The court also adopted a method in favor of brevity and simplification of ceremonies. The TJ is also in the middle of a transition to a new electronic process processing system, Eproc. This migration is done “thinking about some decisions, letters, that also contain easier images or words”, says Navarro.
Heloisa Fischer, professor and speaker on simple language in public information, reinforces the idea that many of the actions had already been established “from the bottom up” by the courts.
She sees a limitation in the way the CNJ deals with the matter. Many of the materials related to the pact talk about vocabulary problems — that is, they emphasize the need to exchange complicated terms for more direct ones. But simple language, says Fischer, also encompasses elements of phrasal construction and design that facilitate the reader’s absorption of information.
The pact even mentions the subject when emphasizing the importance of brevity. Fischer states that he does not see aspects of visual organization and sentence structure included.
Much of this, she says, has to do with ongoing changes in the field itself: there is, today, an ABNT (Brazilian Association of Technical Standards) standard that establishes guidelines for documents in plain language. The publication is from 2024 and, therefore, could not have been included in the pact from the beginning.
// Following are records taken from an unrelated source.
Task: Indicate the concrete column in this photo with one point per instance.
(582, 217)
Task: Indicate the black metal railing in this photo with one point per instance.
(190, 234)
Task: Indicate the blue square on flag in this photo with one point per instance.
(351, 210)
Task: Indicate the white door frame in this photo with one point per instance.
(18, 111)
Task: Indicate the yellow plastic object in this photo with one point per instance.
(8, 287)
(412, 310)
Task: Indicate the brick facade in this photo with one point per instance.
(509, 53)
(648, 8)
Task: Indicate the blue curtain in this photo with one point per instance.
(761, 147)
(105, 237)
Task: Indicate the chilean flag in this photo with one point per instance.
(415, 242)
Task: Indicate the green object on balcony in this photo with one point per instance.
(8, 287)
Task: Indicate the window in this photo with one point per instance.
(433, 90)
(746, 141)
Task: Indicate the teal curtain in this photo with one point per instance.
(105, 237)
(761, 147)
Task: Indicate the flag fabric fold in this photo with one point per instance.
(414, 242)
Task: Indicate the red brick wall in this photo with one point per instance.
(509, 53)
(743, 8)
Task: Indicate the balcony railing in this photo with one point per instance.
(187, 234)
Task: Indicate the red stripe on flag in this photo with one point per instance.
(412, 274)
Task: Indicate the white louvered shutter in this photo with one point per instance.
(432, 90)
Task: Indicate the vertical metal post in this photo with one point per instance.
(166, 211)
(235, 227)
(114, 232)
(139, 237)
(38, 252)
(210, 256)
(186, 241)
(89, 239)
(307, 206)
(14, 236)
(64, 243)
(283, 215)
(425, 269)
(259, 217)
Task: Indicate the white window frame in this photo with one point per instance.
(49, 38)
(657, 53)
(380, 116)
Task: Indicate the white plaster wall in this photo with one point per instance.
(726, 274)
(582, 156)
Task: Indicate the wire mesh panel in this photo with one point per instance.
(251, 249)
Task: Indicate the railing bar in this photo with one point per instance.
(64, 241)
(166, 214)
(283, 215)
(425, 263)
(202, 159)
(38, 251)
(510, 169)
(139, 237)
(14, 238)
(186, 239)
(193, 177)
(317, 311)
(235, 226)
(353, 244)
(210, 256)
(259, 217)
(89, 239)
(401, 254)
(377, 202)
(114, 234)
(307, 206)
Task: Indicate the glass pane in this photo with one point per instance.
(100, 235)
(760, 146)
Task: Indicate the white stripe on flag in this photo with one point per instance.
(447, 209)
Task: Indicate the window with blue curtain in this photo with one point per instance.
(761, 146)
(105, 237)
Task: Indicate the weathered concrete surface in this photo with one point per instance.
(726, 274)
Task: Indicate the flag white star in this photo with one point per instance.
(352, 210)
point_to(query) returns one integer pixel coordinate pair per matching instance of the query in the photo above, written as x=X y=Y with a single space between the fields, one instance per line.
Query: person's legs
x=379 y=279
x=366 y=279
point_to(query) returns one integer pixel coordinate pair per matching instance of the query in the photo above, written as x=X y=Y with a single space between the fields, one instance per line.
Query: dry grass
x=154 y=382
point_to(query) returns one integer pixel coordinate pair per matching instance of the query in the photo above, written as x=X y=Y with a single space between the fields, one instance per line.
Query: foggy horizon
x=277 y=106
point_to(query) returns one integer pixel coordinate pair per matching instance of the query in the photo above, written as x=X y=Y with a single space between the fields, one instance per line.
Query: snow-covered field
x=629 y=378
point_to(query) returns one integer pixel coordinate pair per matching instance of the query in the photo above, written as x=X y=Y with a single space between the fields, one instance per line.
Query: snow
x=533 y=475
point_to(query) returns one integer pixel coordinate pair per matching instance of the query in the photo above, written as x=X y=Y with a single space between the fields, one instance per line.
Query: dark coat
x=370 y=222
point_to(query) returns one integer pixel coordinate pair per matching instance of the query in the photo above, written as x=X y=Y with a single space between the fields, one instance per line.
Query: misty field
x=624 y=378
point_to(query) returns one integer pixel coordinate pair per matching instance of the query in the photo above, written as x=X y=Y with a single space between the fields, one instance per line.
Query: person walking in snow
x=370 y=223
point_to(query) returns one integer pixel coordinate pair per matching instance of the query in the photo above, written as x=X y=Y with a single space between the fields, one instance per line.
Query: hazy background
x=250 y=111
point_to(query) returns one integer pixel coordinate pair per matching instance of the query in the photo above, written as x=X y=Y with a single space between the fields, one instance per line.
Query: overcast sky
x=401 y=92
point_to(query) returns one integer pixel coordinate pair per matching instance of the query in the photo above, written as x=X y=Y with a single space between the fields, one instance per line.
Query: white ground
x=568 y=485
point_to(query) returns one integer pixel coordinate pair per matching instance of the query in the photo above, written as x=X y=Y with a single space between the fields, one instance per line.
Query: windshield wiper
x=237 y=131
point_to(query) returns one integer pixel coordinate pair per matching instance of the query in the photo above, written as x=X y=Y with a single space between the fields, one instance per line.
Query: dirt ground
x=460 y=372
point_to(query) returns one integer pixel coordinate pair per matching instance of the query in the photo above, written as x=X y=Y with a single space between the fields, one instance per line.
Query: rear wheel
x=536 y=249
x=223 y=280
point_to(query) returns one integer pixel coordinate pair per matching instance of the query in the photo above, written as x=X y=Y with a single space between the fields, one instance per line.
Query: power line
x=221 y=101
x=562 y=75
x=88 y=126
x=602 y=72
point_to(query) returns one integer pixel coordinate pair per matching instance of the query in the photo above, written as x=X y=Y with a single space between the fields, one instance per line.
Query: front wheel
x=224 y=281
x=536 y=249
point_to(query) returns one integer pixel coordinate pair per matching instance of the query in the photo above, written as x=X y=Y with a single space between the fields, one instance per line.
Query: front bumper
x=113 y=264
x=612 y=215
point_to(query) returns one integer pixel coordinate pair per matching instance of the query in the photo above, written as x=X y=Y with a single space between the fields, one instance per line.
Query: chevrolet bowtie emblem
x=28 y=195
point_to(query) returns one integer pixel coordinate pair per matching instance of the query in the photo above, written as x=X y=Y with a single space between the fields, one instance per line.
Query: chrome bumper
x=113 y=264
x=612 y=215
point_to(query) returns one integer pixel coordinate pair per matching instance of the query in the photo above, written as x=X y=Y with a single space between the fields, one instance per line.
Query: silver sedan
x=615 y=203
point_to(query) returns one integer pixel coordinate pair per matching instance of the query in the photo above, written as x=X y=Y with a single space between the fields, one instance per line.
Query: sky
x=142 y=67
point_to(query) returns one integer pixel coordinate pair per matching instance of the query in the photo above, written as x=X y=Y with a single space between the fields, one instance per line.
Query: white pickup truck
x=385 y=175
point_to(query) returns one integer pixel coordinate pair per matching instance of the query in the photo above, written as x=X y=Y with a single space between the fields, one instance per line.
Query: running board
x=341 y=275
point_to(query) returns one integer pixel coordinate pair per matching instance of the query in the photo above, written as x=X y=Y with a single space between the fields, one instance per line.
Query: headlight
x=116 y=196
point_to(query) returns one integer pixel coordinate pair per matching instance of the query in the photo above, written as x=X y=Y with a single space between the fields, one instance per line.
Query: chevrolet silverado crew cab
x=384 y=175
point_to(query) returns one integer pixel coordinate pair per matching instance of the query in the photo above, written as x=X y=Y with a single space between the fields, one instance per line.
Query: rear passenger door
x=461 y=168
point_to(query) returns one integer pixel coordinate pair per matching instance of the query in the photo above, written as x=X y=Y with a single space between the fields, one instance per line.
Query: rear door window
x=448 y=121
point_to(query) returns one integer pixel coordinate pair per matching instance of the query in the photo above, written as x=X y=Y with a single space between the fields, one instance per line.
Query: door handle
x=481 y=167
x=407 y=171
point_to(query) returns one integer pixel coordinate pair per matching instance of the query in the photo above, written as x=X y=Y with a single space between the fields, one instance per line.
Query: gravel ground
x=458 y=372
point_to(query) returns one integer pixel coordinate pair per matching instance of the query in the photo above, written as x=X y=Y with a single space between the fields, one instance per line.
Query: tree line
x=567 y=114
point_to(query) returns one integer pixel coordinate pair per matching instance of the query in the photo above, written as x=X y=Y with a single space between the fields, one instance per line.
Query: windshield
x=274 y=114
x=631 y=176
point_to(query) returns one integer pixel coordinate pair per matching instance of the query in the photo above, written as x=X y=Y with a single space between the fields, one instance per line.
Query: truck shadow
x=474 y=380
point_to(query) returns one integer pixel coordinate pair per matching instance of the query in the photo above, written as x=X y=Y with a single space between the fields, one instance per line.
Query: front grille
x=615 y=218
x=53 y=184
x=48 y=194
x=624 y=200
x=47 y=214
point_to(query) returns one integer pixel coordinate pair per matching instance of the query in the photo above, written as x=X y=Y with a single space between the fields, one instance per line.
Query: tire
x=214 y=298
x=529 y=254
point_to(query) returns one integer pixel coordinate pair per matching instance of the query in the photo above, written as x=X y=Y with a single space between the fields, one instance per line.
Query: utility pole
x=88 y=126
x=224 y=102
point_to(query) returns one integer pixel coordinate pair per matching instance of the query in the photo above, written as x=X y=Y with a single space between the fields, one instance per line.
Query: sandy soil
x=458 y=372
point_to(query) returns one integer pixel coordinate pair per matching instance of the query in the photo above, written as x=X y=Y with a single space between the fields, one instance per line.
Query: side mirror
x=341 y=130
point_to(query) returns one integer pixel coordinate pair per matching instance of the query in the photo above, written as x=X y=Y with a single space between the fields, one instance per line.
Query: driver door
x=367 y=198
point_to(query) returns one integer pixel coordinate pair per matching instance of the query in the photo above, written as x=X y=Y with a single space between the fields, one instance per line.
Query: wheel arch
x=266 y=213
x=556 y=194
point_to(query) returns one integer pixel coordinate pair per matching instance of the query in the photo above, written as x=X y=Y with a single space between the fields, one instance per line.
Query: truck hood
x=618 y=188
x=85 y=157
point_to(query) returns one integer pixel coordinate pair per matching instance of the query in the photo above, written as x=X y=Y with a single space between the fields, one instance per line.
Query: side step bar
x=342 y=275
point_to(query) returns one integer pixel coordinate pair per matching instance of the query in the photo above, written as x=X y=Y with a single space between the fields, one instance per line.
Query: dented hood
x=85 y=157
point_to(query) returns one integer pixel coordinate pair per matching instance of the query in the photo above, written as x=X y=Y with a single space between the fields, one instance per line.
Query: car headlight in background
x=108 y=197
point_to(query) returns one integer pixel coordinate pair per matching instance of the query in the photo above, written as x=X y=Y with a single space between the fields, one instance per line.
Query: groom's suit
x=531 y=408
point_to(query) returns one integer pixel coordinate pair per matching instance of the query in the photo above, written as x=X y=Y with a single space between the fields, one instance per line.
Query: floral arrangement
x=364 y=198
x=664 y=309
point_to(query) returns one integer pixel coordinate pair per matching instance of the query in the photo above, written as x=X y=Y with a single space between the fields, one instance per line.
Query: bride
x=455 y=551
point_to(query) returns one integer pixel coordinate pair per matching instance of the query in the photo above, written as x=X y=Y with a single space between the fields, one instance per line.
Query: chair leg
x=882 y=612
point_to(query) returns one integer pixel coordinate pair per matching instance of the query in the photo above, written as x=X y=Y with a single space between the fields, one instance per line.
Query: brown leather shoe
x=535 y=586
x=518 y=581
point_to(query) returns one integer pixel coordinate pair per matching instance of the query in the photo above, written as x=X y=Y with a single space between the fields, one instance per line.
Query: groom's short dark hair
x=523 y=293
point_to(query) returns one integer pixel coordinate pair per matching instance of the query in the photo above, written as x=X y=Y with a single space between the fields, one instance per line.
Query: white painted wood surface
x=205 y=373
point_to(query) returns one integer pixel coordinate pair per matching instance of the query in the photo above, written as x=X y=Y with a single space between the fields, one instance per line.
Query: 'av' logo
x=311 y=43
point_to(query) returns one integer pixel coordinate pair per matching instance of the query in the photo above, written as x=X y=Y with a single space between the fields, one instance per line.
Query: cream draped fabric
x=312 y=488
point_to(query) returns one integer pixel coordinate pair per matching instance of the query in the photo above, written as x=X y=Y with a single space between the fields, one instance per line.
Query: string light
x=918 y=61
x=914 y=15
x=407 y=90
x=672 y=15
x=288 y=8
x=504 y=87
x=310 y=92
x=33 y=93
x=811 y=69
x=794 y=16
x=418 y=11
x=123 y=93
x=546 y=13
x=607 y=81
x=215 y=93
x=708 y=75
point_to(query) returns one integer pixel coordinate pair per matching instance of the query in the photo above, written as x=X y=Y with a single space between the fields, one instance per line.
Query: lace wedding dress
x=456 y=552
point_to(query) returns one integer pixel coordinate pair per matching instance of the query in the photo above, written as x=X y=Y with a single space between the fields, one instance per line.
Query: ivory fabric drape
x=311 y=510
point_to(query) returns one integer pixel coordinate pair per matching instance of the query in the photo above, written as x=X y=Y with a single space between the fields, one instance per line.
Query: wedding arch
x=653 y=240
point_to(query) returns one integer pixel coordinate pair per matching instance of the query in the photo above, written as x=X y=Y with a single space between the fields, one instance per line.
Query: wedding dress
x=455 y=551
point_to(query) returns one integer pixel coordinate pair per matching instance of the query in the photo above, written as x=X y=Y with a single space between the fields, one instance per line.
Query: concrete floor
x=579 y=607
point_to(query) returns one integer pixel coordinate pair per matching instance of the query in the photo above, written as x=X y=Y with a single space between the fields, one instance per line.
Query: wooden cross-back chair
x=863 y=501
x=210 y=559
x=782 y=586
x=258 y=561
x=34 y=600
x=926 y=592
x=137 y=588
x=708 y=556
Ivy Farias, lawyer and course organizer on simple language for legal careers, states the lack of an exact definition of what “simple language” would be.
“I was very worried that every court would do whatever they wanted and say that was plain language,” she says. “For it was said and done.”
The lawyer highlights that, although the ABNT standard is recent, it could serve as a guide for new actions, combating this still present uncertainty.
Farias also recalls the bill whose proposal is to establish the National Simple Language Policy in public administration, approved in the Chamber of Deputies in December 2023 and currently in .
“I think that, with the approval of the law, with the Executive moving on this, they will end up bringing this definition into the picture”, says the lawyer. “With this, I think it will no longer be as airborne as it is. There will be an action plan, date, binding, transparency.”